Du bout des pieds, elle trouva dans l'eau trouble les premières marches de l'escalier et ne fut pas mécontente de quitter les ténèbres, se pressant autant que possible malgré ses bottes lestées. L'odeur sous la maison était abominable, lourde, pourrie et parfois âcre. Avec la pluie, c'était aussi le réseau des eaux usées qui avait débordé, et Maxine doutait quant à ses chances de ne jamais tomber sur un étron en goguette pendant qu'elle portait secours à ses affaires souillées.
Émergeant par la trappe déjà ouverte qui donnait dans la cour, elle inspira longuement l'air humide de ce mardi matin. Elle entendait, de l'autre côté des bâtiments, le ballet des tracteurs chargés de dégager la route, les toitures, et sauver ce qui restait des pylônes. La police, les pompiers – peut-être l'armée ? – s'occupaient en priorité des villes et la campagne devait faire preuve d’ingéniosité en attendant les pompes de renfort et les camions nacelle.
Maxine bazarda son chargement sur les pavés. Elle avait du mal, prise dans les dégâts depuis une poignée d'heures, à croire que la situation puisse un jour s'arranger. Quelques amis et lointains voisins venus prêter main forte à son père et ses frères aînés affirmaient que plusieurs kilomètres au nord, une fois dépassée la frontière avec l’Écosse, les choses étaient encore pire, mais c'était difficile à s'imaginer.

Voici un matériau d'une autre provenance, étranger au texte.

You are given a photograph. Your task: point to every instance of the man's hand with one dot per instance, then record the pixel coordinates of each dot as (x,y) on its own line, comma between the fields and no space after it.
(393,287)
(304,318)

Les chiens vinrent renifler les reliques qu'elle avait accumulées en tas ou déposées sur le rebord des fenêtres pour les faire sécher. Les deux bergers bergamasques ne restèrent pas longtemps aux côtés de Maxine mais l'immense lévrier irlandais s'attarda en furetant entre les boîtes à clous, les poupées crasseuses, les tuyaux d'arrosage et les équipements sportifs de ses frères. Elle n'esquissa pas de geste affectueux en direction de l'animal et le laissa fouiller comme un brocanteur pendant qu'elle écoutait attentivement la vie s'activer loin de la cour. Elle en voulait aux garçons de l'avoir privée de l'occasion de conduire les machines. Ils n'allaient pas lui faire croire qu'ils avaient choisi la tâche la plus difficile pendant que, elle, pataugeait dans un cimetière et assistait à la fin de toute une époque.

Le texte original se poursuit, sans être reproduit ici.